I've had zero problems with stability though if you avoid these two features:

* Worktrees, which sucks because worktrees are great

* git checkout --recurse-submodules (or submodule.recurse). This is just fundamentally broken and has been forever.


There are very good reasons for closed source projects in fact not to use public repositories but the very least org-internal forks/mirrors. In that case dependency management referring fixed public repositories is no-go. If there are better solutions than submodules for these I would love to know. Fetch-content might do the trick? (Specifically, a complex project composed only of private git repositories).


> If there are better solutions than submodules for these I would love to know.

https://learn.microsoft.com/en-gb/vcpkg/concepts/registries and

In essence:

- Publish your local/private mirror of the 3rd-party dep

- Edit the portfile for each dependency to point to your private repo, usually in `vcpkg_from_git`, `vcpkg_from_github`, `vcpkg_from_gitlab`, or `vcpkg_from_bitbucket`

- Publish these portfiles to your private vcpkg registry

- Set the registry in vcpkg-configuration.json (or the `vcpkg-configuration` field in vcpkg.json) to your private registry

Done.


Thank you!


I prefer ExternalProject_Add because that way I have full control of the build process. Adding even more abstractions leads to issues, edge cases and the like.


There's also https://github.com/cpm-cmake/CPM.cmake which is mostly a wrapper around FetchContent with good caching. I used vcpkg for https://github.com/zig-for/snfm - it made builds easy, but I'm on the fence if I'd use it for anything that is single platform. The thing that made it powerful was really good support for cross platform builds, but I could probably do the same thing with FetchContent and a few toolchain files.


Can I write a vcpkg.json that just refers to a git repository, tgz download link or similar decentralized identifier? (eg can I also use deps that have no special vcpkg support?)
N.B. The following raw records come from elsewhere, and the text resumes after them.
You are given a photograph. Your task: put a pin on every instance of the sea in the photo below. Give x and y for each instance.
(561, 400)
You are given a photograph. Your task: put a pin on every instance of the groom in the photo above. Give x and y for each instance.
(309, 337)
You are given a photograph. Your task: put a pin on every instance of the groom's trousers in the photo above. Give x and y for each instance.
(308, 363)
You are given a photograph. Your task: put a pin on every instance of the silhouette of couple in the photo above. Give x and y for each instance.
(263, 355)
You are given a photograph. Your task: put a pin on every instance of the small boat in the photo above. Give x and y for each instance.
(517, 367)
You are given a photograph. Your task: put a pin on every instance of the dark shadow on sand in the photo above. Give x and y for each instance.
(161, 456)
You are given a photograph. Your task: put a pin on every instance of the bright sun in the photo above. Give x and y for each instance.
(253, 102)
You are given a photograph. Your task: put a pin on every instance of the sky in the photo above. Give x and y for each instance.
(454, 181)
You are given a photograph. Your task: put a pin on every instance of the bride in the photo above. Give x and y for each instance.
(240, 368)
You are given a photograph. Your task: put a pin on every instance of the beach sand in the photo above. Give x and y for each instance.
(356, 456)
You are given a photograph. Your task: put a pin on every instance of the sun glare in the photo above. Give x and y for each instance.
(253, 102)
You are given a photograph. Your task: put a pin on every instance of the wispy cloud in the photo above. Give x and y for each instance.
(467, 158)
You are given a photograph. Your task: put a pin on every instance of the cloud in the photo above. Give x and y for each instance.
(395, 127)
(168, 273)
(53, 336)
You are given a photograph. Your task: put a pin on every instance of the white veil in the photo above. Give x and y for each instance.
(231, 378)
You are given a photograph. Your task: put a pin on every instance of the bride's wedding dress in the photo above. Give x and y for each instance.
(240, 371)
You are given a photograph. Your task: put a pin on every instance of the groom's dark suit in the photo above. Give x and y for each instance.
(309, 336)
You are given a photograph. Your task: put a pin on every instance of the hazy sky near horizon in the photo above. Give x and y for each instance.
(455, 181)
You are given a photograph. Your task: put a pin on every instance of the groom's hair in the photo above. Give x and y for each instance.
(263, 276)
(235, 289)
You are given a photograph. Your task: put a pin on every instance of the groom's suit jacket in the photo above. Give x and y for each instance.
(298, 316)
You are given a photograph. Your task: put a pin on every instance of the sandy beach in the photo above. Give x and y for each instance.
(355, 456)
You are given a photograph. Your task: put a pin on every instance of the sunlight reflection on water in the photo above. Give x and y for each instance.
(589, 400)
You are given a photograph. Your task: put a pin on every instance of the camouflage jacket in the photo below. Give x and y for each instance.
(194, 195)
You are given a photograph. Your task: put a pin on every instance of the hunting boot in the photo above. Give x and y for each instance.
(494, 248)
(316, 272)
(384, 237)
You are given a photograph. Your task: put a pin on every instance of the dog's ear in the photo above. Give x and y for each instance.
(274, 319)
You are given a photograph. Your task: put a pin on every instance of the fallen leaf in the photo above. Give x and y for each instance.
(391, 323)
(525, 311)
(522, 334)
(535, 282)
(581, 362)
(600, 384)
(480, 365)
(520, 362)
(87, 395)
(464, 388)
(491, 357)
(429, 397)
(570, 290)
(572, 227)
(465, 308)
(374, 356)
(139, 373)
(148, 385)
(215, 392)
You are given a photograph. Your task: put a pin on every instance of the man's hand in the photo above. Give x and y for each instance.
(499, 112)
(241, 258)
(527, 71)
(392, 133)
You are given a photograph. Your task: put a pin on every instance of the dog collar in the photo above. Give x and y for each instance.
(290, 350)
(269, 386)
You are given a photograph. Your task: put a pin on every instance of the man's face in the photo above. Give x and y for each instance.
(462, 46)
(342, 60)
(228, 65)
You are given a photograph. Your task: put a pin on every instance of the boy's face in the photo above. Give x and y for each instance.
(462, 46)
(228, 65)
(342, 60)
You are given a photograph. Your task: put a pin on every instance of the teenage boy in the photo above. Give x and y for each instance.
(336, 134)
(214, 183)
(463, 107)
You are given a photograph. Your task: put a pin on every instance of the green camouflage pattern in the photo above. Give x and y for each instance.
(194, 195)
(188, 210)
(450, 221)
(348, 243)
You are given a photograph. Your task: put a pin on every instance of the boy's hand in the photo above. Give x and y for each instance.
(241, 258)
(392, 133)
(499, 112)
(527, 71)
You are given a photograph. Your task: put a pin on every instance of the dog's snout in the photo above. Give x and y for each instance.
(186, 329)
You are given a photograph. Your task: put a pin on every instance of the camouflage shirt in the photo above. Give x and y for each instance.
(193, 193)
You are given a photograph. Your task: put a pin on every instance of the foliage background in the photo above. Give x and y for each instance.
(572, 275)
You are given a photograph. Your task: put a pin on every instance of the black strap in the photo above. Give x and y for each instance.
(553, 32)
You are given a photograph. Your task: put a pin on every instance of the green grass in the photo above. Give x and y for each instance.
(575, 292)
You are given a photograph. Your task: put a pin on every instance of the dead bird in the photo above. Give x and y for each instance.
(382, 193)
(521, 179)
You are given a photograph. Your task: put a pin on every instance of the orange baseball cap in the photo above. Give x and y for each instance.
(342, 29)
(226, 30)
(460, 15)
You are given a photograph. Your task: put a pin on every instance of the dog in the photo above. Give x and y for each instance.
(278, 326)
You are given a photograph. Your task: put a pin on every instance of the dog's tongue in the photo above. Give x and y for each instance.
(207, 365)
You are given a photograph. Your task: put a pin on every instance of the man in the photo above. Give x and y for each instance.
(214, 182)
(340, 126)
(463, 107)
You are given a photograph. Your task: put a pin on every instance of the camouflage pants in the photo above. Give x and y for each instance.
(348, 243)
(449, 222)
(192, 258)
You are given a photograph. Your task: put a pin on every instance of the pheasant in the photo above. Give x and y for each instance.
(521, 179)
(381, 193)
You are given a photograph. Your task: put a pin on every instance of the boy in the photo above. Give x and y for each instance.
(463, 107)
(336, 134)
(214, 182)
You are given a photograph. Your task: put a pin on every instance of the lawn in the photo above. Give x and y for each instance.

You need to create an overlay port[1] for each dependency that isn't on vcpkg. So you need, at minimum, a `portfile.cmake` and a `vcpkg.json`[2] for each new dependency.

> just refers to a git repository, tgz download link or similar decentralized identifier

In the `portfile.cmake`, use the following functions correspondingly:

- vcpkg_from_git: https://learn.microsoft.com/en-gb/vcpkg/maintainers/function...

- vcpkg_download_distfile: https://learn.microsoft.com/en-gb/vcpkg/maintainers/function...

Each documentation link has a bunch of live examples near the bottom of the page.